Inflammation is marked by extensive granulocyte extravasation from the blood into tissues at a site of infection or immunologic challenge. Adhesion molecules and their complementary ligands on granulocytes and on the blood vessel wall endothelium control the extent and identity of granulocytes entering the tissue at a site of injury or insult. E- selectin, which is expressed on activated endothelial cells, is a member of the selectin adhesion protein family which mediates cell-cell adhesion events early in this immune response by binding to cell surface glycoconjugates. The identification of normal human granulocyte glycoconjugates responsible for E-selectin-mediated cell adhesion will be important to our understanding of inflammation in its many guises, and may offer novel avenues for inflammation control.

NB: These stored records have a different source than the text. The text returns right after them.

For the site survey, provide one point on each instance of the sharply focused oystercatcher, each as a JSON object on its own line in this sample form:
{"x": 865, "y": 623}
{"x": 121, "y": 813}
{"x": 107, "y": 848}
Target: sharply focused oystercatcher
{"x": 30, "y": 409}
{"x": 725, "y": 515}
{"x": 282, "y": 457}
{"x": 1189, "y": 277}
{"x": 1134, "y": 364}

Although carbohydrate structures which bind to selectins have been identified, the natural ligands for E-selectin on normal human granulocytes have yet to be fully elucidated. The principal investigators have obtained data indicating that one or more glycosphingolipids on normal human neutrophils and eosinophils act as E-selectin ligands. The current application proposes to combine proven expertise in granulocyte cell adhesion, flow cytometry, and glycosphingolipid glycobiology to identify and characterize normal human granulocyte glycosphingolipid ligands for E-selectin, and to evaluate their role(s) in granulocyte function.
Aim 1 will directly test the hypothesis that glycosphingolipids constitute major ligands for E-selectin on intact human neutrophils and eosinophils using in vitro cell adhesion assays in conjunction with highly specific enzymes, antibodies, and glycoconjugate biosynthesis inhibitors.
Aim 2 will use techniques for glycosphingolipid isolation, resolution and functional analysis to identify and isolate glycosphingolipid(s) from normal human neutrophils and eosinophils capable of specific binding to E- selectin.
Aim 3 will use microanalytical techniques, antibodies, and specific enzymes, to determine the structure of glycosphingolipid ligand(s) identified and isolated in Aim 2.
Aim 4 will test the glycosphingolipids on intact cells and individual glycosphingolipids purified and characterized in Aims 2 and 3 for their role(s) in granulocyte cell adhesion under static conditions and physiological flow. The knowledge gained from these studies may be applicable to the design of improved anti-inflammatory drugs, to understanding certain immune dysfunctions, and may provide insight into the physiological roles of glycosphingolipids.